How do you handle poor communication skills and etiquette of interviewer during onsite interviews for a system design/data modeling question where they have to explain the problem they want solved. They were late by about 5 mins and never apologized and kept making irritated faces when I tried asking pointed questions to get my understanding of the question confirmed, but at the end of the interview the interviewer changed the definition of a business term that we agreed on at the beginning. They made a lot of assumptions that everyone knows how their business works only by doing a lousy job of explaining some company specific jargon and have me design an incorrect solution while they were looking at their laptop most of the time. It was hard for me to keep my composure during the interview. How do you handle such issues? This was at Lyft today.
You should ask him to leave the room and demand another interviewer. If he doesn’t agree, sue him.
Lol oracle and sue go hand in hand
You should be asked to fill out a post interview survey. Be objective in it
Thank you. Will do
Well it’s your failure , do you have a clear statement of what your objection is ? Were you rejected by that interviewer ? Tell recruiter and get another one
How do you communicate with poor communicators? By exercising good communication skills yourself. When the interviewer changed the meaning of a previously defined business term, did you clearly communicate to work through the confusion? Or did you limp along on unsure footing? When they did a lousy job of explaining business jargon, did you first acknowledge that you still did not fully understand and then persist in asking well phrased questions until clarity was achieved? Speaking effectively with worse communicators IS being a good communicator.

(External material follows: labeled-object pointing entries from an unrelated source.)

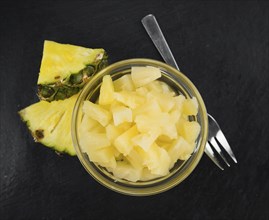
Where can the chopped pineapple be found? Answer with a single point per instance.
(149, 130)
(190, 106)
(130, 99)
(180, 149)
(126, 171)
(96, 112)
(124, 83)
(123, 142)
(157, 160)
(143, 75)
(121, 114)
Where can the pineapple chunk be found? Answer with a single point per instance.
(130, 99)
(180, 149)
(144, 75)
(160, 87)
(103, 157)
(89, 124)
(121, 114)
(93, 141)
(151, 106)
(150, 129)
(124, 83)
(190, 130)
(126, 171)
(157, 160)
(106, 96)
(123, 142)
(148, 175)
(96, 112)
(190, 106)
(165, 101)
(136, 157)
(112, 132)
(145, 140)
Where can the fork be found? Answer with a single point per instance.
(216, 138)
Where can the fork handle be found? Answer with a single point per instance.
(154, 31)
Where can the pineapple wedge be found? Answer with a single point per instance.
(66, 68)
(50, 123)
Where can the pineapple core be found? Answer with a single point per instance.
(139, 128)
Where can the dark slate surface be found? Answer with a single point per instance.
(221, 46)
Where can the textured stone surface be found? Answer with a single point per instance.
(222, 47)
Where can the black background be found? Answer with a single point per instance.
(221, 46)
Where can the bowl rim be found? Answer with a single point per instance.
(151, 190)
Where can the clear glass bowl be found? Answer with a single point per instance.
(180, 83)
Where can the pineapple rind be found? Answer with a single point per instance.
(53, 121)
(61, 63)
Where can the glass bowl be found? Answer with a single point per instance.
(181, 84)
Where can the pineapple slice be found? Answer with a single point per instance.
(144, 75)
(106, 96)
(50, 123)
(96, 112)
(66, 68)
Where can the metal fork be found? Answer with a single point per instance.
(216, 138)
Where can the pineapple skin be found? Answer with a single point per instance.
(50, 123)
(66, 68)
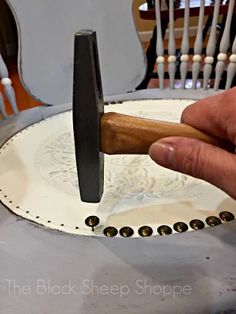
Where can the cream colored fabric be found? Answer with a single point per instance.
(38, 180)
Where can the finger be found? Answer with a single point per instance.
(214, 115)
(197, 159)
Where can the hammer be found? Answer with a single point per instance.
(96, 132)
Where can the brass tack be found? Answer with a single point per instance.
(126, 232)
(226, 216)
(213, 221)
(92, 221)
(180, 226)
(164, 230)
(110, 232)
(145, 231)
(196, 224)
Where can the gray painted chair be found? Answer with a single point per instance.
(43, 271)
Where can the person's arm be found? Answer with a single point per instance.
(215, 115)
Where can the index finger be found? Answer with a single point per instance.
(215, 115)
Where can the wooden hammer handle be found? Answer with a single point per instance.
(123, 134)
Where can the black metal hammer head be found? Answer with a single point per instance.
(88, 106)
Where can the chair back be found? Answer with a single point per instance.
(211, 57)
(8, 90)
(46, 39)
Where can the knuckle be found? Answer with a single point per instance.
(194, 160)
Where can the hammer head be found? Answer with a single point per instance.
(88, 106)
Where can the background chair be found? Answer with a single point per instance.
(201, 265)
(147, 12)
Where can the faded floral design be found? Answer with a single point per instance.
(126, 176)
(55, 161)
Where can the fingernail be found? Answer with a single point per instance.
(162, 153)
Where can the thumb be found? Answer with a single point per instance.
(198, 159)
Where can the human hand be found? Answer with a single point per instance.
(215, 115)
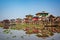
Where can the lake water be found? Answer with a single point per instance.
(20, 35)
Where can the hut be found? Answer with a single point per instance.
(43, 14)
(6, 23)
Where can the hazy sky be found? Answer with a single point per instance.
(19, 8)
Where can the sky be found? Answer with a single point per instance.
(12, 9)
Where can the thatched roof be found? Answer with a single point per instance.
(51, 16)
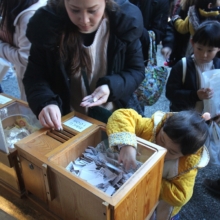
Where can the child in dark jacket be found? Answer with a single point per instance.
(188, 92)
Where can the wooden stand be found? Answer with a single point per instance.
(44, 157)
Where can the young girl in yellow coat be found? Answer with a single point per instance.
(183, 134)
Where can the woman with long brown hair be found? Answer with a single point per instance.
(14, 45)
(84, 53)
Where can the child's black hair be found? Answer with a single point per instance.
(208, 34)
(188, 129)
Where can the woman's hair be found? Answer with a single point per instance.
(185, 4)
(188, 129)
(71, 45)
(208, 34)
(9, 10)
(203, 4)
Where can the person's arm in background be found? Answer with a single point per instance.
(159, 19)
(18, 54)
(175, 91)
(172, 40)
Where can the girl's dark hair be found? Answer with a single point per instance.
(188, 129)
(9, 10)
(203, 4)
(71, 45)
(208, 34)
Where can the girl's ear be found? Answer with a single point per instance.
(209, 5)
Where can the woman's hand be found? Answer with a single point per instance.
(127, 156)
(50, 117)
(98, 97)
(205, 93)
(166, 51)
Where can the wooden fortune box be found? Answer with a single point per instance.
(17, 121)
(45, 154)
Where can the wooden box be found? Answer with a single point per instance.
(44, 159)
(12, 109)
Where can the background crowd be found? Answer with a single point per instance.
(90, 56)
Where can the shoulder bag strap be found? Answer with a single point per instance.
(184, 69)
(83, 72)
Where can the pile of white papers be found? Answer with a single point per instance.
(99, 167)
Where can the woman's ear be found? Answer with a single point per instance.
(206, 116)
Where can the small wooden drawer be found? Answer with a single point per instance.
(78, 199)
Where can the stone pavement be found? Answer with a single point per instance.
(203, 205)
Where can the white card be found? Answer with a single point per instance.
(77, 124)
(4, 99)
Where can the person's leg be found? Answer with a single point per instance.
(212, 185)
(1, 90)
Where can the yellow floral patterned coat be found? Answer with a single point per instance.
(178, 175)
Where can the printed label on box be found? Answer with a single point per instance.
(4, 99)
(77, 124)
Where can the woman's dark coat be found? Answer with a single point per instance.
(46, 80)
(183, 96)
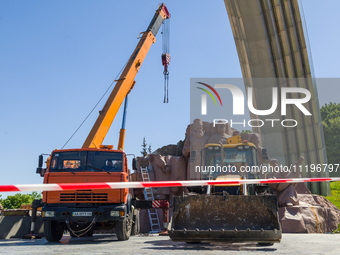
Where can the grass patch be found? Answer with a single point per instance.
(335, 198)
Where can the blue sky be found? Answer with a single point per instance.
(57, 58)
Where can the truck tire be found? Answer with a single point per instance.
(136, 225)
(53, 231)
(123, 229)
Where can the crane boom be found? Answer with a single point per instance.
(125, 82)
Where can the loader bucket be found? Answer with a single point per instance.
(225, 218)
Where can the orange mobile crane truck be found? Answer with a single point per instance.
(82, 211)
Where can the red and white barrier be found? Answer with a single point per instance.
(155, 184)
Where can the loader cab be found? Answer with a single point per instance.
(234, 161)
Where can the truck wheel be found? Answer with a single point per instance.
(123, 229)
(90, 233)
(136, 225)
(53, 231)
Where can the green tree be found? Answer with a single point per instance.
(330, 114)
(15, 201)
(330, 111)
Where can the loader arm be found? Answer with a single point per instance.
(125, 83)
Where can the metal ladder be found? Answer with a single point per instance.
(148, 195)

Theres nothing you really can do. You can only control how you responded and answered the question and do best you can. There are no do-overs with a bad interviewer or anything that you can change. Its part luck and you got unlucky this time.
Not to stereotype, but in my experience they have all been Indians and Chinese.
I dont disagree. It may be a culture thing, it may be racial bias, it may be inexperience in interviewing, etc. But still cant do anything about it.